Of course, this does not mean that we don’t have good technology options today. As of now, the easiest way to produce hydrogen without releasing carbon emissions is by using hydroelectric and geothermal energy. These two energy sources circumvent the economic efficiency issue by using the fact that these are both efficient sources of inexhaustible energy.
Why Use Nuclear Power?
But while these two alternative energy sources provide a solution to continually produce hydrogen at a relatively sufficient rate, it still does not completely solve the challenge of increasing hydrogen production to a level where it could potentially support an entire hydrogen fuel cell infrastructure. Eventually, the traditional “green” extraction method would probably reach a theoretical threshold limit that would make a geothermal or hydroelectric power plant incapable of producing the regularly needed amount of hydrogen.
This is where the idea of using nuclear energy comes in. Nuclear energy, unlike other conventional alternative energy sources is capable of producing a huge amount of energy in just a short amount of time. This makes it the ideal energy source that could accelerate hydrogen production to economically competitive levels regardless of the growing demand.
A basic idea to use nuclear power for hydrogen production is by using the nuclear reactors’ excess heat energy, in the same way as how it is used in a cogeneration process to provide heat for various purposes. The production process would most likely use the collected heat energy to both turn water into steam and power a heat engine that would direct an electrolyzer to separate the steam into oxygen and hydrogen.

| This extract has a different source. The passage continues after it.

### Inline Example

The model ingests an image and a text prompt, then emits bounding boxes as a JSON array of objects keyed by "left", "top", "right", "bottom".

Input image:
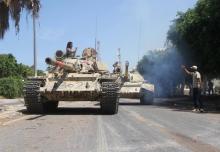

The idea of using nuclear power to produce hydrogen is getting more and more accepted today as scientists and researchers search for the most practical solution that would solve both this planet’s environmental problems and the looming energy crisis. In fact, even if safety regulations and other traditional limitations are still there to significantly reduce the economic efficiency of nuclear fission energy, producing hydrogen would probably still be on the list of the default things that future fourth generation nuclear reactors would be designed to do.